7 comments

  • swaminarayan 1 hour ago
    How well does the Postgres-only approach hold up as data grows — did you benchmark it against Elasticsearch or a dedicated vector DB?
    • prvnsmpth 1 hour ago
      I've done small scale experiments with up to 100-500k rows, and did not notice any significant degradation in search query latency - p95 still well under 1s.

      I haven't directly compared against Elasticsearch yet, but I plan to do that next and publish some numbers.

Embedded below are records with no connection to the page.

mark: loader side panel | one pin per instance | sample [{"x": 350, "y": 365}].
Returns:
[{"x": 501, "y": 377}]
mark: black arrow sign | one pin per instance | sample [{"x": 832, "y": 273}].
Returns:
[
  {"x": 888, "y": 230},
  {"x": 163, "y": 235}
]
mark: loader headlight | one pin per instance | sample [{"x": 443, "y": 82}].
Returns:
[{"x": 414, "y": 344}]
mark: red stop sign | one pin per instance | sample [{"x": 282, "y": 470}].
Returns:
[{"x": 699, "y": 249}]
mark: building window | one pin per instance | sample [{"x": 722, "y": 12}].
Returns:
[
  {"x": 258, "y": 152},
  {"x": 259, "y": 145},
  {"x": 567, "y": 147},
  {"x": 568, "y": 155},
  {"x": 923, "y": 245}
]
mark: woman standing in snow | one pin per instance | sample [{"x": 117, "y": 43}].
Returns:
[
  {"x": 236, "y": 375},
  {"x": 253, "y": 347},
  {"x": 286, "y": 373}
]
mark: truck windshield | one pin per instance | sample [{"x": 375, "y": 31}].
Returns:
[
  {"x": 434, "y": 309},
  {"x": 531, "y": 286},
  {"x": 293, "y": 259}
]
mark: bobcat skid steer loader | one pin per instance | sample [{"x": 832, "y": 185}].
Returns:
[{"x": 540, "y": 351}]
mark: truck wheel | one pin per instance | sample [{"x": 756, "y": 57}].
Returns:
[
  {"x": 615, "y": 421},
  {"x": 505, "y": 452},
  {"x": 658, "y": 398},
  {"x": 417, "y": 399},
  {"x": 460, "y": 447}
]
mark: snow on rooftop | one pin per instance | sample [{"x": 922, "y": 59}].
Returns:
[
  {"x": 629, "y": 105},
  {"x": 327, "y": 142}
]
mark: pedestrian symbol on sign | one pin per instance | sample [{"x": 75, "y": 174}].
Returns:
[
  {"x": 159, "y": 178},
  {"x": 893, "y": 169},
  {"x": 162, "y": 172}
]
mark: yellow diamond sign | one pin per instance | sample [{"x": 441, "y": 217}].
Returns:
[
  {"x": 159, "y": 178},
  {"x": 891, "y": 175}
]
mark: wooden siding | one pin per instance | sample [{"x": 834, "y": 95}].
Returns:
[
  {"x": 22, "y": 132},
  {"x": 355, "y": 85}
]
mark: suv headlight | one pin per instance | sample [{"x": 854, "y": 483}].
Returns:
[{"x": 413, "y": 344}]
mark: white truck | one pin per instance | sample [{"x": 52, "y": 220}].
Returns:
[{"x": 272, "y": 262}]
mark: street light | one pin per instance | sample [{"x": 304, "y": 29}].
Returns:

There's a benchmark harness setup already: https://github.com/getomnico/omni/tree/master/benchmarks, but there's a couple issues with it right now that I need to address first before I do a large scale run (the ParadeDB index settings need some tuning).

  • keyle 58 minutes ago
    I've done some RAG using postgres and the vector db extension, look into it if you're doing that type of search; it's certainly simpler than bolting another solution for it.
    • prvnsmpth 51 minutes ago
      Yeah, Omni uses Postgres and pgvector for search. ParadeDB is essentially just Postgres with the pgsearch extension that brings in Tantivy, a full-text search engine (like Apache Lucene).
  • Doublon 1 hour ago
    Interesting!

    I also started to build something similar for us, as an PoC/alternative to Glean. I'm curious how you handle data isolation, where each user has access to just the messages in their own Slack channels, or Jira tickets from only workspaces they have access to? Managing user mapping was also super painful in AWS Q for Business.

    • prvnsmpth 1 hour ago
      Thank you!

      Currently permissions are handled in the app layer - it's simply a WHERE clause filter that restricts access to only those records that the user has read permissions for in the source. But I plan to upgrade this to use RLS in Postgres eventually.

      For Slack specifically, right now the connector only indexes public channels. For private channels, I'm still working on full permission inheritance - capturing all channel members, and giving them read permissions to messages indexed from that channel. It's a bit challenging because channel members can change over time, and you'll have to keep permissions updated in real-time.

  • vladdoster 1 hour ago
    Multiple pages link to a `API Reference` that returns a 404
    • prvnsmpth 59 minutes ago
      Oops, sorry! That page is still a WIP, haven't pushed it yet. The plan was to expose the main search and chat APIs so that users can build integrations with third-party messaging apps (e.g. Slack), but haven't gotten around to properly documenting all the APIs yet.
  • octoclaw 1 hour ago
    [dead]
  • shablulman 1 hour ago
    [dead]